Stockholm: New human heart muscle cells can be formed, but this
mainly happens during the first ten years of life, according to a new
study from Karolinska Institutet. Other cell types, however, are
replaced more quickly. The study, which is published in the journal
Cell
, demonstrates that the heart muscle is regenerated throughout a
person’s life, supporting the idea that it is possible to stimulate the
rebuilding of lost heart tissue. During a heart attack, when parts of
the heart muscle are starved of oxygen, many heart cells die and are
replaced by scar tissue. As this impairs functionality, many researchers
are interested in the possibility of stimulating the regeneration of
lost heart muscle cells. But is it possible?
This is one of the big
questions of regenerative medicine, and scientists have long been trying
to answer it, without arriving at a consensus.
To examine the regeneration of human heart cells, the team
behind this new study used a combination of methods. One such was to
measure the radioactive isotope C-14, exploiting the sharp rise in
atmospheric levels of carbon-14 in the 1950s and 60s caused by nuclear
testing. Levels then declined, which means that cells that were formed
after that period give lower C-14 readings than those formed during it.
Thus by measuring the amount of C-14 in a cell’s DNA, the researchers
were able to calculate its age.
“We examined the heart tissue from 29 deceased individuals of
various ages and found that even by one month after birth, the heart
contains the same number of cells as it has in adults,” says Olaf
Bergmann from the Department of Cell and Molecular Biology.

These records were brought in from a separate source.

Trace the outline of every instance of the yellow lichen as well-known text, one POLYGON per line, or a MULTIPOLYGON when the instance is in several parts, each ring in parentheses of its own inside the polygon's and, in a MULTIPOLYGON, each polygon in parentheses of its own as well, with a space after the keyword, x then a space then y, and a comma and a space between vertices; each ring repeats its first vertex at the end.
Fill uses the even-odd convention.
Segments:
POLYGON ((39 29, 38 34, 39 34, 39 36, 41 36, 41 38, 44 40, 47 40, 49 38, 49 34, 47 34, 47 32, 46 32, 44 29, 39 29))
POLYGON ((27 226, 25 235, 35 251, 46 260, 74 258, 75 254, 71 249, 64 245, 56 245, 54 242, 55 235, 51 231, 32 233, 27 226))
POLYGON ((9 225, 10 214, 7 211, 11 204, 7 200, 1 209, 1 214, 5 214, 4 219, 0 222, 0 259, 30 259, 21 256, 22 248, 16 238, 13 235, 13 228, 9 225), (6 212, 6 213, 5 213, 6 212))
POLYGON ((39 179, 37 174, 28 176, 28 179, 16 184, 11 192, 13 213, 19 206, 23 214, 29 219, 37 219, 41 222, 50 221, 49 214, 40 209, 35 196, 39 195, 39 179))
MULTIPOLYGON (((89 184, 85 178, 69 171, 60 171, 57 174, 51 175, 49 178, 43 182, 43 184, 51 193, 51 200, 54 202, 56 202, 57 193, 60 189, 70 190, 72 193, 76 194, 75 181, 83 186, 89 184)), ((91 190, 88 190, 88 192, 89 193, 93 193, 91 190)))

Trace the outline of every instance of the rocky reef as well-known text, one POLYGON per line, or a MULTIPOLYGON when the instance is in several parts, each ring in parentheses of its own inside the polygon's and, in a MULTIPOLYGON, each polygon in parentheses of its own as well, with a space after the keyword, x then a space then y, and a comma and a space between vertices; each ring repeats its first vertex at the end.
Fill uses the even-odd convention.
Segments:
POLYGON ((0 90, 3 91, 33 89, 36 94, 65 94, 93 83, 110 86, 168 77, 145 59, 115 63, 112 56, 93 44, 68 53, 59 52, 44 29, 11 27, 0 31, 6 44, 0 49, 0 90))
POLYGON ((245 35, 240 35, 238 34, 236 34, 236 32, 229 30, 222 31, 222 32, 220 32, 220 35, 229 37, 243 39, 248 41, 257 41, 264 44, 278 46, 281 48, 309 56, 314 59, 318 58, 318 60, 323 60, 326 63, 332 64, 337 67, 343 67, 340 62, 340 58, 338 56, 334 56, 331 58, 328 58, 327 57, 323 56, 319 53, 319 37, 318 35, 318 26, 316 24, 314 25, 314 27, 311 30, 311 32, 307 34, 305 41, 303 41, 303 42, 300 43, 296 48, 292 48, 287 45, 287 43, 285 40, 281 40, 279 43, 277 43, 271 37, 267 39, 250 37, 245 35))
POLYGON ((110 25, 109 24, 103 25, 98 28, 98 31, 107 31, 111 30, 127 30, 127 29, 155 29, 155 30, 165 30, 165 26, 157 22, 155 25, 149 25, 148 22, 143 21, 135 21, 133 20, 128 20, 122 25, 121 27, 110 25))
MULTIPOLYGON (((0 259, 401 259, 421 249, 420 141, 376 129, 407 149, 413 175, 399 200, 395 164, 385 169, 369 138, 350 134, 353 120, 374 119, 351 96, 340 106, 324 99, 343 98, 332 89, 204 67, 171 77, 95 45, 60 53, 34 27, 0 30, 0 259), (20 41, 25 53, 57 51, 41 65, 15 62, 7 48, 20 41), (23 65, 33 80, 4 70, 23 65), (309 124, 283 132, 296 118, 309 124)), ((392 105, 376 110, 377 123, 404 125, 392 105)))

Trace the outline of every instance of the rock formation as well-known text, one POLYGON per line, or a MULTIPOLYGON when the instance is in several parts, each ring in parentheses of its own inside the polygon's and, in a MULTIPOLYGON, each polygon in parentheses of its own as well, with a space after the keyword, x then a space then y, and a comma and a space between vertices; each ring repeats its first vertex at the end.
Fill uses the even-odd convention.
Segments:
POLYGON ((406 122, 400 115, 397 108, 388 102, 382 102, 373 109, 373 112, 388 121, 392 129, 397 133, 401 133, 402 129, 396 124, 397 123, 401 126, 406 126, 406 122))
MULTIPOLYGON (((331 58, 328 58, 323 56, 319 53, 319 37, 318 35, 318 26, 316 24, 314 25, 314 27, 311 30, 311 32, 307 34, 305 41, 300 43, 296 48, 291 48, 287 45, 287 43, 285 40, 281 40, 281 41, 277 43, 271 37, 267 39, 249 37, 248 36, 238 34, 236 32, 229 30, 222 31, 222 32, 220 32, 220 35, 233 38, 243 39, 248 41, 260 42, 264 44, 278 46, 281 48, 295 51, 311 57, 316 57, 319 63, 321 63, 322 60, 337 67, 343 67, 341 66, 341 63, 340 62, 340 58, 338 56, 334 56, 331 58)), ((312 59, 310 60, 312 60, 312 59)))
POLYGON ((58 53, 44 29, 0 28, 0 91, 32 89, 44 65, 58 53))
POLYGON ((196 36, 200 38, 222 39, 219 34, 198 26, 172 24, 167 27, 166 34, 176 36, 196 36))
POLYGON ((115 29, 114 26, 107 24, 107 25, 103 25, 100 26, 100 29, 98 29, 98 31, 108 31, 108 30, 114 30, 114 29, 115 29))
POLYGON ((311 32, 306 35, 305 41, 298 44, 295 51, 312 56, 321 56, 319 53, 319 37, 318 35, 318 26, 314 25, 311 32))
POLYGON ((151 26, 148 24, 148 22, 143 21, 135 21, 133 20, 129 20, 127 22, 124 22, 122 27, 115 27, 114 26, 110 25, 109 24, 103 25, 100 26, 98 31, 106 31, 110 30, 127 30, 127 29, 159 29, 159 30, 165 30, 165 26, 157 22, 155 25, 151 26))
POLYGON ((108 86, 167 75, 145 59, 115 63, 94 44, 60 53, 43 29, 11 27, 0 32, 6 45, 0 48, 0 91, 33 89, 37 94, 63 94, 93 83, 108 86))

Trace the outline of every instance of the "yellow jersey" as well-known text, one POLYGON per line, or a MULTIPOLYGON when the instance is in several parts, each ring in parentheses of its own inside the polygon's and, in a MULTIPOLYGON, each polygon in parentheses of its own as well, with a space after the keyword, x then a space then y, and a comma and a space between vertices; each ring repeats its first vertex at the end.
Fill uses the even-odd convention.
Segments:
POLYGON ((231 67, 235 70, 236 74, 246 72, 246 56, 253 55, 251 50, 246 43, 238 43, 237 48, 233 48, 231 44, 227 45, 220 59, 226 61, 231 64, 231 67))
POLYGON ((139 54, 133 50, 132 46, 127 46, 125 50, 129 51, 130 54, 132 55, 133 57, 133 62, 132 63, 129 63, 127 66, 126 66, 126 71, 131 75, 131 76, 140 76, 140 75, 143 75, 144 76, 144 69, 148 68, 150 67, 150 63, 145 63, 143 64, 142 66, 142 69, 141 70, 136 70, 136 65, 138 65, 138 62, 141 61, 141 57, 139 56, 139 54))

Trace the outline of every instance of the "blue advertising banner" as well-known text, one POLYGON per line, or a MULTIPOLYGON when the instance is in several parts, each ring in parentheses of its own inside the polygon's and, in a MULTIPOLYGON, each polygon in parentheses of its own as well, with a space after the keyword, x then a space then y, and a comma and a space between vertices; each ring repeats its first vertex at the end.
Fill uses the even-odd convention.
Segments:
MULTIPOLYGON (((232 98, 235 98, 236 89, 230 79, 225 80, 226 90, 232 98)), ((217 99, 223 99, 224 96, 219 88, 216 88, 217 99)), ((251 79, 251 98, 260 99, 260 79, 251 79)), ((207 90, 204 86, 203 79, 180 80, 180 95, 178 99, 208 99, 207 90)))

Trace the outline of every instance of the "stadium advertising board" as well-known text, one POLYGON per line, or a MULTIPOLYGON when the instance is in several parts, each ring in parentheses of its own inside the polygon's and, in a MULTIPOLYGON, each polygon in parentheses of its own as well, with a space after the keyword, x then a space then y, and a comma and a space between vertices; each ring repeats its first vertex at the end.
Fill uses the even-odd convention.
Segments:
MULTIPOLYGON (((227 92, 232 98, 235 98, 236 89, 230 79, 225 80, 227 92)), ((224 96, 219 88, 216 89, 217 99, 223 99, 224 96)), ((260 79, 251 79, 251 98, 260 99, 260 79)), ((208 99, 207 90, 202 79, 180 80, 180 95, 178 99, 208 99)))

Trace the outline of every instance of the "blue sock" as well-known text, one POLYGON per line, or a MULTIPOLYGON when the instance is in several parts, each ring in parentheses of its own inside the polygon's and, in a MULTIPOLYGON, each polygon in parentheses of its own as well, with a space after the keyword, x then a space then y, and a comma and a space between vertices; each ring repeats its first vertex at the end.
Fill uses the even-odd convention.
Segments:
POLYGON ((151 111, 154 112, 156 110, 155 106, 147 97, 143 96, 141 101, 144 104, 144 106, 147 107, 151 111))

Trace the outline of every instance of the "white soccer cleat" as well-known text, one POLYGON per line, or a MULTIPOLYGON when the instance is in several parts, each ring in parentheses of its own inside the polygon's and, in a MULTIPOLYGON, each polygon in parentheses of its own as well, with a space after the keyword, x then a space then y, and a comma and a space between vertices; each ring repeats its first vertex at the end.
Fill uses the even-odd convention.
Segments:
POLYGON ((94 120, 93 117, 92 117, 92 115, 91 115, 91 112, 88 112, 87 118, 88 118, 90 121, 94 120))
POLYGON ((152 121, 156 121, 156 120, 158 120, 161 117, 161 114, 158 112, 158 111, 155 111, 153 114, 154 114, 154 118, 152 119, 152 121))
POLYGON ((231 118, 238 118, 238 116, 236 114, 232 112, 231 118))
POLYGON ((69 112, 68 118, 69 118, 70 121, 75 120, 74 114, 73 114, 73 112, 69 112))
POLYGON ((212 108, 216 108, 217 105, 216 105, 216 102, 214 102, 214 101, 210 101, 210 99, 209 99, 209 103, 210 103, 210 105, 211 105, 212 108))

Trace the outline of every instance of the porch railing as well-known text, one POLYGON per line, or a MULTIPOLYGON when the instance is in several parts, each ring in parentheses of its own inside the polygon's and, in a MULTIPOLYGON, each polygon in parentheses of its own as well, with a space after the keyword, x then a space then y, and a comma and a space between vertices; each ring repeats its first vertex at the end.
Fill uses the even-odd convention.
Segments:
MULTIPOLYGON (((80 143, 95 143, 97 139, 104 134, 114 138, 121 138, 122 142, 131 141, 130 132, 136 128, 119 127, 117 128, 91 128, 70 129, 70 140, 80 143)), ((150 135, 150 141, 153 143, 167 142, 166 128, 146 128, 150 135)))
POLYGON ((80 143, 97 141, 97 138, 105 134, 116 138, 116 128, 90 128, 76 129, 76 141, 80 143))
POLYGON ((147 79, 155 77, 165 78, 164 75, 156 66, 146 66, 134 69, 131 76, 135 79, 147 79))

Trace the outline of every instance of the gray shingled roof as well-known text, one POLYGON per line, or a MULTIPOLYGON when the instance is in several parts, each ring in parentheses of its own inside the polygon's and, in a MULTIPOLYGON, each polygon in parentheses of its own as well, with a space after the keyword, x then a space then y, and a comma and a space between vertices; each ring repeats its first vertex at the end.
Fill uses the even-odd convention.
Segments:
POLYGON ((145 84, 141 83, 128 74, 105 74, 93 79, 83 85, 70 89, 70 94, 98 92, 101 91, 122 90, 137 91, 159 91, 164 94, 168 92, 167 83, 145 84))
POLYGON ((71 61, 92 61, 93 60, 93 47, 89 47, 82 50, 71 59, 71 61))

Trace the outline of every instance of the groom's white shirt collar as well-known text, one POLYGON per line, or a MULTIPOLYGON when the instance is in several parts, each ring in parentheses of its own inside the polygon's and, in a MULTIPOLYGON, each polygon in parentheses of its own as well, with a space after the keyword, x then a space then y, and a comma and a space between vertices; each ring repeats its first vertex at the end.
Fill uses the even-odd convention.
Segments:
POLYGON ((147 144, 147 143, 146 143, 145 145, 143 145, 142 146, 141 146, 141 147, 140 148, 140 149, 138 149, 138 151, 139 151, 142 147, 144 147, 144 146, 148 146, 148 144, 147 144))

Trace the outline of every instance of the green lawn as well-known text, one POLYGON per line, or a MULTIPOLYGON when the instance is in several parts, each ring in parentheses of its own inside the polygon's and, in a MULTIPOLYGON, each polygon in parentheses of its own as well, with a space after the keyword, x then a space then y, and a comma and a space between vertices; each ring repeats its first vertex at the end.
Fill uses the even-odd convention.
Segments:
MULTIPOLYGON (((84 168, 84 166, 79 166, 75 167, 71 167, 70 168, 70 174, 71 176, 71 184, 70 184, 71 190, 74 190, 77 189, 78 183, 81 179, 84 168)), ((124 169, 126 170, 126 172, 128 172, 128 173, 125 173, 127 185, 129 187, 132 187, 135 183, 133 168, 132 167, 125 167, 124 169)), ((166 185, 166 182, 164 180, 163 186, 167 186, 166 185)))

According to the study, the heart grows during childhood
because its cells increase in size rather than in number; in other
words, heart cells are generated on only a modest scale, and even during
a long life, only forty per cent of muscle cells are replaced.
The heart also contains other types of cell, such as
endothelial cells and cells in the connective tissue that go under the
collective name of mesenchymal cells. What the researchers found was
that these cell populations change much more than the heart muscle
cells. The endothelial cells have the shortest life-cycle, and in adults
all such cells are exchanged over a six-year period. The mesenchymal
cells are also replaced, but more slowly – twice during a lifetime
estimate the researchers behind this new study.
“Our study shows that endothelial cells, mesenchymal cells and
heart muscle cells are renewed in the human heart throughout life,
albeit at a different rate for different cells,” says study leader Jonas
Frisén from the Department of Cell and Molecular Biology. “Our findings
suggest that it can be rational and realistic to develop new
therapeutic strategies for strengthening the body’s own regenerative
capacity to treat heart diseases.”
The study was financed with grants from the Swedish Research
Council, the Heart-Lung Foundation, the Swedish Cancer Society,
Karolinska Institutet, the Tobias Foundation, StratRegen, the Torsten
Söderberg Foundation and the Knut and Alice Wallenberg Foundation.